東京大学大学院社会科学科国際関係論修士課程修了。
大蔵省に入省。国際金融局、国税庁国際業務室、弘前税務署長、主税局調査課などを経て、現在、大蔵省主税局国際租税課課長補佐。この間、ハーバード大学国際問題研究所に留学。
著書:『日本経済論争』(共著、TBSブリタニカ)

『政策協調の経済学』

 戦後世界の覇権を握っていたアメリカの経済力が低下し、1985年には世界最大の債務国に転落した。このため、基軸通貨ドルに対する信認が揺らぎ、1987年10月にはいわゆるブラック・マンデーが発生した。このような国際金融不安の再発はいかにして回避されうるのであろうか。そのひとつの有力な方法は先進諸国間の政策協調である。各国独自の政策決定に委ねられてきた金融財政政策を国際的な協議のもとに修正し、また、為替レートの急激な変動を協調介入によって防止することなどにより、国際経済の安定化を図ろうとするのが政策協調の考え方である。
 特に、いわゆる「サスティナビリティ問題」(アメリカの貿易収支赤字が現在のような水準で推移した場合、国際金融市場の混乱は避けられるのかどうか、避けられるとした場合、そのための条件とは何かといった問題)に関しては、現時点ではかつてほどの危機的意識の高まりは見られないが、かといってこの問題が消滅したわけではない。それどころか、最近のイラク危機とアメリカ経済の低迷、双子の赤字問題の顕在化と急速なドル安に見られるように、90年代の世界経済は決して楽観を許すものではない。
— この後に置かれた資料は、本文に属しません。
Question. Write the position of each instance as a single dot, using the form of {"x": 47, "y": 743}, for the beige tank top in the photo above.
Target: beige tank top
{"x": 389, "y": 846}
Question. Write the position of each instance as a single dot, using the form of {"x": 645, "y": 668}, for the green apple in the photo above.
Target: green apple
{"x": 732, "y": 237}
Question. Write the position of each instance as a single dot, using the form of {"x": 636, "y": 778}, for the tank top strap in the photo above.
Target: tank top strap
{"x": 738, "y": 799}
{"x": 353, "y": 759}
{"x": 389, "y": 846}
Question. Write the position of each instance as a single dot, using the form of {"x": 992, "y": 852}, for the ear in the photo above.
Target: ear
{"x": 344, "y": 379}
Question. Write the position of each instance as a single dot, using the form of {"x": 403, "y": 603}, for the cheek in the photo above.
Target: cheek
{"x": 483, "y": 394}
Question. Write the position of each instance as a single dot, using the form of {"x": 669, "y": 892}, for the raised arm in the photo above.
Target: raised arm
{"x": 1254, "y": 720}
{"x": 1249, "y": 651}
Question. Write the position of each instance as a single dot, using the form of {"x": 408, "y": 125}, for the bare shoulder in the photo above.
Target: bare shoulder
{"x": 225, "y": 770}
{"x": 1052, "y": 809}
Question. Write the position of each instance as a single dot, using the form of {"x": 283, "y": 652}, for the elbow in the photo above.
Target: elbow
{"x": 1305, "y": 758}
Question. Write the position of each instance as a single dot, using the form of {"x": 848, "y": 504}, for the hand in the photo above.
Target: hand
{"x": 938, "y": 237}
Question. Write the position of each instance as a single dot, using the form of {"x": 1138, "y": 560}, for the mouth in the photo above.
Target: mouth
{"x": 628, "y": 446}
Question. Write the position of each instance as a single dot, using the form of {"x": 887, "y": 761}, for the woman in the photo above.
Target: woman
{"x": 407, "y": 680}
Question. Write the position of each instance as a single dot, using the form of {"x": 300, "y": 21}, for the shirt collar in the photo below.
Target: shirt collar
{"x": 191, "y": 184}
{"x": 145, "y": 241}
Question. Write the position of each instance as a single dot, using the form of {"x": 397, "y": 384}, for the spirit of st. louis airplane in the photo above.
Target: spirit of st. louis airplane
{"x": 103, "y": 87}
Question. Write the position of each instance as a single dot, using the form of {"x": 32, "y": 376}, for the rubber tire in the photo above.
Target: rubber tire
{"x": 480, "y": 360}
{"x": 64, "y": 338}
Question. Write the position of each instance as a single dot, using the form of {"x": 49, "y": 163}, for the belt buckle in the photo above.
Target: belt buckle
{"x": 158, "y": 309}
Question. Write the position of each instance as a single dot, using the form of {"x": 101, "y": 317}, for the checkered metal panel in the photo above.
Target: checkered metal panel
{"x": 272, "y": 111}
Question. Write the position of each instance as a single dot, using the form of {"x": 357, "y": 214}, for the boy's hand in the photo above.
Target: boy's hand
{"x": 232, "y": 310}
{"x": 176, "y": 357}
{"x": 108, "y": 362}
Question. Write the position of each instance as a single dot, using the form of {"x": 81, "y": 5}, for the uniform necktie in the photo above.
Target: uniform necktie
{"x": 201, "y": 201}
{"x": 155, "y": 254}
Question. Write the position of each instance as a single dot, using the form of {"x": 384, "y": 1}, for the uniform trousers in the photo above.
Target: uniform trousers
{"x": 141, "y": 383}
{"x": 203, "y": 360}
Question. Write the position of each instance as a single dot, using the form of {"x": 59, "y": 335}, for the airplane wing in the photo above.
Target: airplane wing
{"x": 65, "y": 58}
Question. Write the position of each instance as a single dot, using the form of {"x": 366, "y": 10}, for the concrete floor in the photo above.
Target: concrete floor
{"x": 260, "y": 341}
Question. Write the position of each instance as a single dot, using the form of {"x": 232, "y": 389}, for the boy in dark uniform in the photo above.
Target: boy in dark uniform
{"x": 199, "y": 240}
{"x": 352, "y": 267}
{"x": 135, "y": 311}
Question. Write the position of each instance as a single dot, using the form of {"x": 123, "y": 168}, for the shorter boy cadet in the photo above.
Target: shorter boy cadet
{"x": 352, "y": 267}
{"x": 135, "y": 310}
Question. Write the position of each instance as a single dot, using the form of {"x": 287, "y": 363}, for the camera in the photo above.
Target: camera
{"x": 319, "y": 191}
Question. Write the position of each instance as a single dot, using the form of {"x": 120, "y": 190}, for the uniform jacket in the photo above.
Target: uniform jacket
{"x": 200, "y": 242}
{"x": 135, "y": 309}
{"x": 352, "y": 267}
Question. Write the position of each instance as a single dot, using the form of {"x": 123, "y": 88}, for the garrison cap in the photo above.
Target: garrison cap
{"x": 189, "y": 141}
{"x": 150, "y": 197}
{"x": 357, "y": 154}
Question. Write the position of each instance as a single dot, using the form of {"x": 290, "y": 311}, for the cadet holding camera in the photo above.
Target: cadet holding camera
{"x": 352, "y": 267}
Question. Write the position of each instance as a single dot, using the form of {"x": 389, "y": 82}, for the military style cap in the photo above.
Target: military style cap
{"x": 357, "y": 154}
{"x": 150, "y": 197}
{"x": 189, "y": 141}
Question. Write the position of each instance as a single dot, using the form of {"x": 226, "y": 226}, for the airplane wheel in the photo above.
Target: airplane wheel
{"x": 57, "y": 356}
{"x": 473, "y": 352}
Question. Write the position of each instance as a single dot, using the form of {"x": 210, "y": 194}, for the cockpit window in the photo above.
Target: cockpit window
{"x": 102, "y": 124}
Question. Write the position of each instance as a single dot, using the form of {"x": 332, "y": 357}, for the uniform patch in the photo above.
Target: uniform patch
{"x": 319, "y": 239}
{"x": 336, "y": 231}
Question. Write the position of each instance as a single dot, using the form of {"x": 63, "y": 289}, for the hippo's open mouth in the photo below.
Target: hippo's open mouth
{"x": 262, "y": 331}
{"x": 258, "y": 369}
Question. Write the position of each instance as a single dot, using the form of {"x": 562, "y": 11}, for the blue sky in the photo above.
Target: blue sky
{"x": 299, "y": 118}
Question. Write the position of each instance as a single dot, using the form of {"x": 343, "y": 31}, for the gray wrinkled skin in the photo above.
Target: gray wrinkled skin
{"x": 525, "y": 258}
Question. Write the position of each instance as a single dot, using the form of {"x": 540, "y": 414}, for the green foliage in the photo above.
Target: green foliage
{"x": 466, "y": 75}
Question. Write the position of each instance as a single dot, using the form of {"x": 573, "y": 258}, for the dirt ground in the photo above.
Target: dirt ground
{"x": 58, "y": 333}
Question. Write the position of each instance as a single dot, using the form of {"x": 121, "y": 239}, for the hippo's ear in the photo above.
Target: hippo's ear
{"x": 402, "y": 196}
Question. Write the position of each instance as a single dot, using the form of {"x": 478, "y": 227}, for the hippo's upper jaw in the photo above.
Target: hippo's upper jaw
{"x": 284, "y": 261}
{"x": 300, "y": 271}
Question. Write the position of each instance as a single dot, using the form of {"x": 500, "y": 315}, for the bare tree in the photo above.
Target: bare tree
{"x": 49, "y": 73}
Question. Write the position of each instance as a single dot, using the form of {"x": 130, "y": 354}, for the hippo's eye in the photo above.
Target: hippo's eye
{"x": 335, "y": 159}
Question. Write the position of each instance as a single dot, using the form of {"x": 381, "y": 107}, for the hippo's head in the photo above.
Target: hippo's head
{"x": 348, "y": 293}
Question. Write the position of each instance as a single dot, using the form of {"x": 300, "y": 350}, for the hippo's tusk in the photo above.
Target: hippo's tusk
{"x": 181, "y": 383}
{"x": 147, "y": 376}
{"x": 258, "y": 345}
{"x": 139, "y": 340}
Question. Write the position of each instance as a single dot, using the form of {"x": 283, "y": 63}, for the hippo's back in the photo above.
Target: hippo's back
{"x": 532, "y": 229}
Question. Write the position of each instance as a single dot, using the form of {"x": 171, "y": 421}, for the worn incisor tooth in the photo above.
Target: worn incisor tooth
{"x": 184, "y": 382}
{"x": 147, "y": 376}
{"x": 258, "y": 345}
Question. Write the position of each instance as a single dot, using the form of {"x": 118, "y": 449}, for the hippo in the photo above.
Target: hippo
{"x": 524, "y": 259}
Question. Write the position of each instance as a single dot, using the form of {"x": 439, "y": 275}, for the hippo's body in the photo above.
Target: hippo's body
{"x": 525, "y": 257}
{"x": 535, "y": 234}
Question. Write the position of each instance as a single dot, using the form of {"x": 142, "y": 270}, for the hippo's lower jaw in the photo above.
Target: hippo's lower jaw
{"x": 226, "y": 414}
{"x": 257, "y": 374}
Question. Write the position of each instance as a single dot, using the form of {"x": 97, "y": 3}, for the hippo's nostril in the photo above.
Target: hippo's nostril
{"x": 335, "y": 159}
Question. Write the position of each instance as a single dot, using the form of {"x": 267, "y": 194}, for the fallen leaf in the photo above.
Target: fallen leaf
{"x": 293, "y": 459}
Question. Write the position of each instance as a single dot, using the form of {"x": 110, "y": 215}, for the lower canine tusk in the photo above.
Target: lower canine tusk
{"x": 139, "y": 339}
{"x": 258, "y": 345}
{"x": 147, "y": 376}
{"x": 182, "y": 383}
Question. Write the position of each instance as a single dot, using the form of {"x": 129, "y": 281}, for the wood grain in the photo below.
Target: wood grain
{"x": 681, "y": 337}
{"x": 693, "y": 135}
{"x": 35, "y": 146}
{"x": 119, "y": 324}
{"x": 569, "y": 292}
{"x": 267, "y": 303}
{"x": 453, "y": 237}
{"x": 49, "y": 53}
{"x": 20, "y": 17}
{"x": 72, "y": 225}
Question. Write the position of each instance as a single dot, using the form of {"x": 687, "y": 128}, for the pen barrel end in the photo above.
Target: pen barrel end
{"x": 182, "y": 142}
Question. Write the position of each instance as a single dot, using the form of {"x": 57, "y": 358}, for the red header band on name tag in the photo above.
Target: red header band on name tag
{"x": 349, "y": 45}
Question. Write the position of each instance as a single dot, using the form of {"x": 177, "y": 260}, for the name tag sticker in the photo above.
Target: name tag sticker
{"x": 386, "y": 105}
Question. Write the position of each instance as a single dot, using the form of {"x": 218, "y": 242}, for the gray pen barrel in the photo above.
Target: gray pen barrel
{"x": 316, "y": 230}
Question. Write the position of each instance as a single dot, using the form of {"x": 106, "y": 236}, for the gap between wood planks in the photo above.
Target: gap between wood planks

 石井氏はこのことを繰り返し強調しており、今後とも先進国間の政策協調を継続することが、安定的な世界経済の運用にとってきわめて重要だという認識の根拠を説得的に示すことに成功している。特に評価すべきなのは、政策協調を財政金融政策といったマクロ面に限定せず、制度格差の是正、市場開放などのミクロの構造調整が重要であり、今後はマクロの調整とミクロの調整を併せて「包括的に」政策協調を目指すべきだという考え方を前面に押し出していることであろう。
 「サスティナビリティ問題」というきわめて現実的な問題に対して、石井氏が示したアプローチは、現実・理論・実証のバランスがほどよく取れたものであり、また、タイミングの上からも時宜を得たものである。本書の魅力は、まず第一に、日米経済の現状に対する理解及び問題意識が的確なことである。特に、90年代前半のアメリカ経済は巨大な財政赤字削減の必要から、減速を余儀なくされており、その意味では87年以上に国際金融不安の可能性は高いとさえ言える。第二は、政策協調に関するこれまでの研究成果が過不足なく丹念に消化されていることである。この分野での研究の最先端を知ろうとする向きには非常に好都合だ。さらに、第三に、自らのシミュレーション分析を示すことによって、政策協調の具体的効果を計測し、単なる理論的可能性だけではなく、現実性のある政策提言がなされていることである。
 以上の理由から、サントリー学芸賞選考委員会は本書が同賞に値する労作であることを認定した。